The Vatican continues its perpetual institutionalization of child rape and cover up, this time hitting a little closer to the Pope. The most incriminating excerpts I've laid out below, the rest is after the link.
This last quote is exemplary of the Church's main and only concern: public image.
http://www.nytimes.com/2010/03/25/world/europe/25vatican.html?hpw
Top Vatican officials — including the future Pope Benedict XVI — did not defrock a priest who molested as many as 200 deaf boys, even though several American bishops repeatedly warned them that failure to act on the matter could embarrass the church, according to church files newly unearthed as part of a lawsuit.
The documents emerge as Pope Benedict is facing other accusations that he and direct subordinates often did not alert civilian authorities or discipline priests involved in sexual abuse when he served as an archbishop in Germany and as the Vatican’s chief doctrinal enforcer.
“I simply want to live out the time that I have left in the dignity of my priesthood,” Father Murphy wrote near the end of his life to Cardinal Ratzinger. “I ask your kind assistance in this matter.” The files contain no response from Cardinal Ratzinger.

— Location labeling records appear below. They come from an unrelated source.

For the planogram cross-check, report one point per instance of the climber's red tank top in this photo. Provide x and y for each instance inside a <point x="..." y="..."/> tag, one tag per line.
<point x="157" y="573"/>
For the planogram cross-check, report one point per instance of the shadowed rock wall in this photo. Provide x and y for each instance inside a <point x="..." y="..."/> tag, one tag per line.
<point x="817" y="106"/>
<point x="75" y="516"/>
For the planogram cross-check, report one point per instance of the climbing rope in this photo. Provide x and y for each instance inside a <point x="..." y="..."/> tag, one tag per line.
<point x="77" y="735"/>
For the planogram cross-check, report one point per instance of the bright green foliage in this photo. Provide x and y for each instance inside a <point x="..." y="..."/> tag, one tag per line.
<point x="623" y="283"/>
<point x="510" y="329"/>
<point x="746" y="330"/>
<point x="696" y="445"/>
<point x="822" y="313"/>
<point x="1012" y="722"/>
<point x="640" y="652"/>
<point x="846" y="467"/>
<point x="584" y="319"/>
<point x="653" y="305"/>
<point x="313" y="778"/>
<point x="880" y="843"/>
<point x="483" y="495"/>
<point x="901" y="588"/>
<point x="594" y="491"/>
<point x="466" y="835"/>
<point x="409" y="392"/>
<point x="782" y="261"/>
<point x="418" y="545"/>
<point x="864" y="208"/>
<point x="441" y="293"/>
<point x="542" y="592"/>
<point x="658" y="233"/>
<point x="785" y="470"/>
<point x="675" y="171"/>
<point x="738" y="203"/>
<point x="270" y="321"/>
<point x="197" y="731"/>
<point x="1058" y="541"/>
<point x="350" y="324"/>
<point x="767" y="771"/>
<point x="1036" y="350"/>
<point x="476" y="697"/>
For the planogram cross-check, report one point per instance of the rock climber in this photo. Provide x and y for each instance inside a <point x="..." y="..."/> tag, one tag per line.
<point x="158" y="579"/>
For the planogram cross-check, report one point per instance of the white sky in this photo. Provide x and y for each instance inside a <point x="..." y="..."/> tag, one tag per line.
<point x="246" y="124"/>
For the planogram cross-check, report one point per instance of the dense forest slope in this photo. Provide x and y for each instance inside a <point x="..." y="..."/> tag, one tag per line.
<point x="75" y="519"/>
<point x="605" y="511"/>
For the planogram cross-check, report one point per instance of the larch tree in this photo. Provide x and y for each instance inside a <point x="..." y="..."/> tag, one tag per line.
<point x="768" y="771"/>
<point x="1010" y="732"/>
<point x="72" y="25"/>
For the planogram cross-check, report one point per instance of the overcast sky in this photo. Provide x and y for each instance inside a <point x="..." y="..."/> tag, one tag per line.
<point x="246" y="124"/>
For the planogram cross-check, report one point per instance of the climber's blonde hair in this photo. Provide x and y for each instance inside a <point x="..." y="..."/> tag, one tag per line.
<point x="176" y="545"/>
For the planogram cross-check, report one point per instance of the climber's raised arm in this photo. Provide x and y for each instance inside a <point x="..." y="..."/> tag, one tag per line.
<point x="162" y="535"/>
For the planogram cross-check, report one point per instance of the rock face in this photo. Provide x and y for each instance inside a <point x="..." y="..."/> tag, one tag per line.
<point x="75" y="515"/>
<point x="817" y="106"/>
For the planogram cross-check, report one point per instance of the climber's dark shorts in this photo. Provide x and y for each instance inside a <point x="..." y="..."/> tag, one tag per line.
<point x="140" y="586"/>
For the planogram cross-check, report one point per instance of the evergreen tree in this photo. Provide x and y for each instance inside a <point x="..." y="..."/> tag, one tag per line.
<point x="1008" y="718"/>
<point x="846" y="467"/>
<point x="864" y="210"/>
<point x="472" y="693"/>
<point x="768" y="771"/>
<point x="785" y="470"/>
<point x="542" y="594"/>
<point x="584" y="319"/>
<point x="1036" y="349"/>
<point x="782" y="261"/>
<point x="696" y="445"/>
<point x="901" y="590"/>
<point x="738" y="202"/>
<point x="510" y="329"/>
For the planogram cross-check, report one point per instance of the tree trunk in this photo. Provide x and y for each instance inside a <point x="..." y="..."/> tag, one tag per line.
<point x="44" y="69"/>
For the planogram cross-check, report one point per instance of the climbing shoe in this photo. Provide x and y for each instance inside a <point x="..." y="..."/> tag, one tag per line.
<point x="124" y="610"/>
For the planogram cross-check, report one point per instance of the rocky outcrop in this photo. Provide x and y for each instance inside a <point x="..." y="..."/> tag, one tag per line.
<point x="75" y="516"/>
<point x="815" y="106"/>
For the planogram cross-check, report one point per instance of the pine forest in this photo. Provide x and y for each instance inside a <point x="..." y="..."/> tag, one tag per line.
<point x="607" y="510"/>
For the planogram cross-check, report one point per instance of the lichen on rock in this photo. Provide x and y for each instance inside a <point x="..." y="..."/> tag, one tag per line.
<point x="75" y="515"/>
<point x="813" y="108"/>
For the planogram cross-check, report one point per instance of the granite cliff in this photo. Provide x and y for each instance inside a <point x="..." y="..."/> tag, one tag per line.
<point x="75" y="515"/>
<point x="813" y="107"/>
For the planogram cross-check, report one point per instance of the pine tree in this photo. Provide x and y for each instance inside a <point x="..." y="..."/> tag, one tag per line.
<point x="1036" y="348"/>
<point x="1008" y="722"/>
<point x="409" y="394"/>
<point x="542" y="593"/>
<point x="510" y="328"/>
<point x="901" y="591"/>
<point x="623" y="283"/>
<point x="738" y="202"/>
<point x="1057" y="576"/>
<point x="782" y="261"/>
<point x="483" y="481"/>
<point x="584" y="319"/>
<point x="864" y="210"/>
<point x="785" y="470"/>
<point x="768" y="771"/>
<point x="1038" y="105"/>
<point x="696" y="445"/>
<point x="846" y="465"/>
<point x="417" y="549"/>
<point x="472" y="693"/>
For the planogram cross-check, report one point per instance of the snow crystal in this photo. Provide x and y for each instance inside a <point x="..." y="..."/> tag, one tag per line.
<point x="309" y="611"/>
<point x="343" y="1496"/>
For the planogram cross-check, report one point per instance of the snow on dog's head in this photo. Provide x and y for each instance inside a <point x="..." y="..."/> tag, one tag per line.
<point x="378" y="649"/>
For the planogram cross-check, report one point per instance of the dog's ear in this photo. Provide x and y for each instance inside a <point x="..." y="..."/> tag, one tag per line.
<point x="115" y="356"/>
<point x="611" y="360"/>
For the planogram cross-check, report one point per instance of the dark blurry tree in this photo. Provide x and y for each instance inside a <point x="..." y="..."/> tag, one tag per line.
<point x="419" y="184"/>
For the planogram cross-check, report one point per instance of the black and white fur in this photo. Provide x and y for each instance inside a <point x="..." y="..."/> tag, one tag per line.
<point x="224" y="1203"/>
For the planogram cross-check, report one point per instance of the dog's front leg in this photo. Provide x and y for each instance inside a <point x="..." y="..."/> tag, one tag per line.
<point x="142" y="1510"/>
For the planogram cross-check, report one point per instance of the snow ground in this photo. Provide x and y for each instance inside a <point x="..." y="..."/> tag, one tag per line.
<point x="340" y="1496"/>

The Vatican’s inaction is not unusual. Only 20 percent of the 3,000 accused priests whose cases went to the church’s doctrinal office between 2001 and 2010 were given full church trials, and only some of those were defrocked, according to a recent interview in an Italian newspaper with Msgr. Charles J. Scicluna, the chief internal prosecutor at that office. An additional 10 percent were defrocked immediately. Ten percent left voluntarily. But a majority — 60 percent — faced other “administrative and disciplinary provisions,” Monsignor Scicluna said, like being prohibited from celebrating Mass.
“In spite of these difficulties,” Archbishop Weakland wrote, “we are still hoping we can avoid undue publicity that would be negative toward the church.”
This last quote is exemplary of the Church's main and only concern: public image.